Though he was far away, Niles could still make out the destruction occurring below him. He stood and heard the air shriek with in pain at the howling fury of the artillery. He stood and watched as the earth roared and belched, sending fountains of debris and unfortunate soldiers high into the air. Farther off into the horizon, flashes of light erupted briefly, almost whimsically, like so many fireflies. Nearer to him were countless smaller bursts of lights. There was no pattern to their light show, only chaos and a garbled symphony of cries, tremors, and gunfire.
He never knew what to call what he saw occurring below him. He never knew what to call the madness below though he was a part of it himself. So he continued to watch with a kind of fascination one reserves for train wrecks and other man-made disasters.

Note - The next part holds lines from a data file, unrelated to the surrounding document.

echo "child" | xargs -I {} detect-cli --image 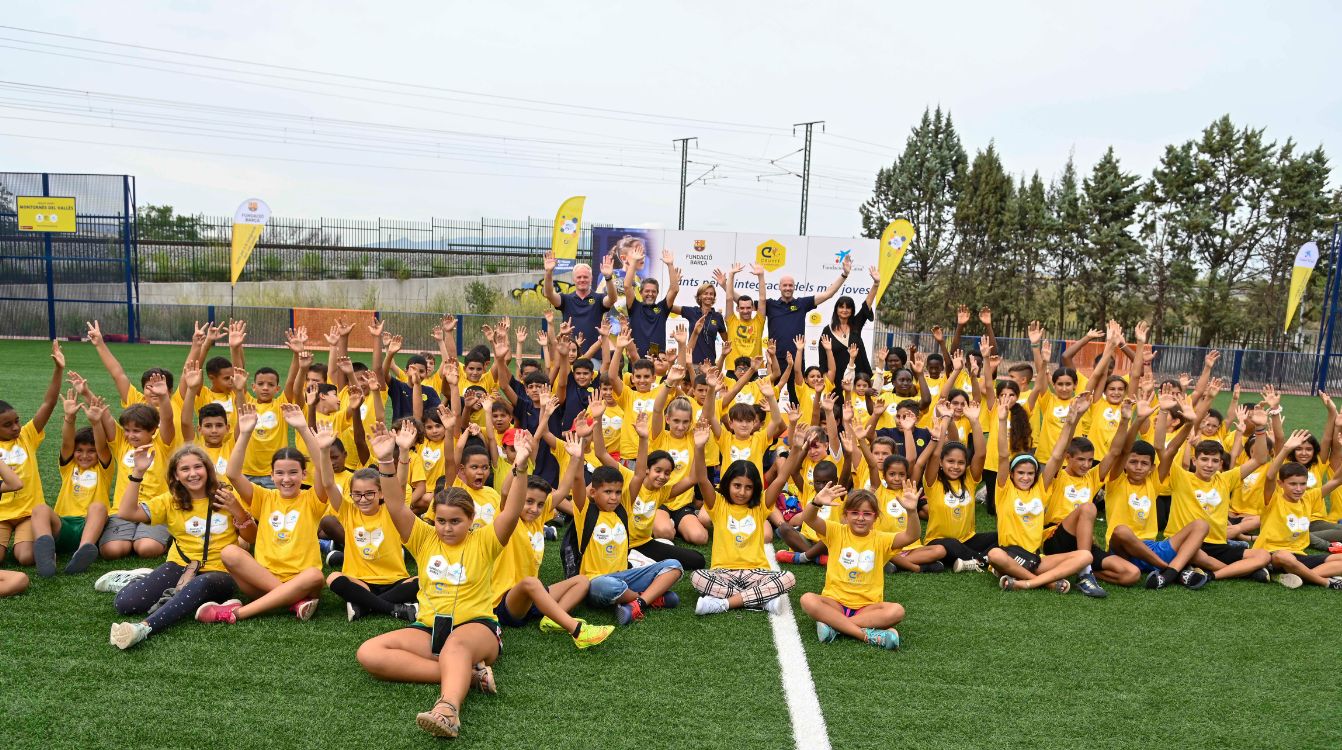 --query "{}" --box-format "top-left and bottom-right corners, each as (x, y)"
(196, 404), (340, 624)
(801, 484), (921, 649)
(326, 464), (419, 623)
(564, 435), (683, 625)
(32, 389), (113, 578)
(357, 425), (530, 737)
(0, 341), (66, 565)
(109, 445), (255, 651)
(1253, 429), (1342, 592)
(690, 421), (799, 614)
(494, 437), (615, 648)
(988, 392), (1104, 596)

Sometimes he felt like he was on a desolate beach with a vast wasteland at his back. He sat on the immaculate white sand and watched the waves beat the vast ocean into froth and foam. There amidst the barren windswept sand, the overwhelming overcast sky, he could be free to unburden himself to the air and water. His hopes, frustrations, anguish, desire, all could be cast exuberantly into the water with reckless passion. Yet the ocean would only swallow them all with barely a ripple and continue its melancholy roar. No matter how much he would give to the ocean, the ocean would continue singing its dirge to him until he was a mere husk. It would erode him away until he was a blade of grass among entire golden field, merely swaying wherever that sighing dismay exhaled. Sitting there, on the cool sand with the breeze blowing sharply and tenderly around him, the endless roar filling his eyes and ears.

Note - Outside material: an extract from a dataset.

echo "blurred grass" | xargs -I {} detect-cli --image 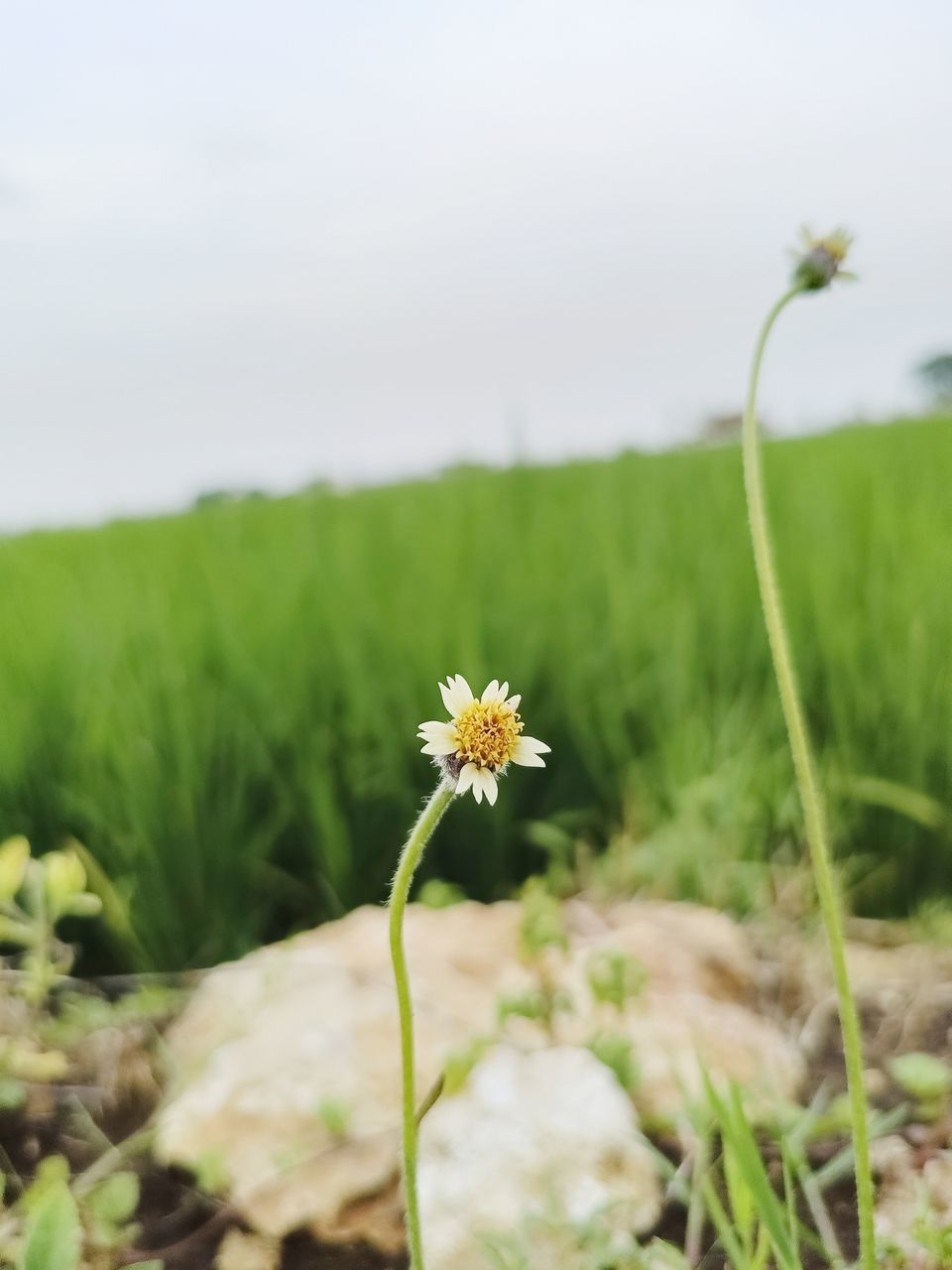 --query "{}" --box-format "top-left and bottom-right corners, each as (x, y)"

Slowly, he felt the fascination ebb away from his body with each crash of the artillery. Weariness entered the gap of his lost interest. The fatigue slipped past his skin and quickly saturated his flesh. Almost at once, he was struck by the biting cold rushing around him and through the hollow cavities of his body. Niles let a hand cover his eyes. That same hand was soon supporting his head from falling forward. Another roar shook the air and he closed his eyes as his hands moved to cover his ears. But the ground underneath him still trembled, and the shrieking in the air passed through his hands effortlessly. He let his head fall forward and his hands grabbed at his hair fiercely. Gently, he let his hair sift between his fingers, caressing locks of hair between fingertips. His hands ran through his hair slowly. But gradually, the pace of his hands grew more frenzied. Fingers morphed into claws and Niles began to paw at his scalp. His right hand however, slowed down. Once again, it went back to caressing locks of hair. This continued for some time, one hand tearing at his scalp, while the other was at peace. Then both hands stopped. Delicately, with trembling care, both hands clutched at the silken onyx strands. His hands did not tug or feel, but instead grasped and held, as if that multitude of hopelessly thin strands could be his anchor.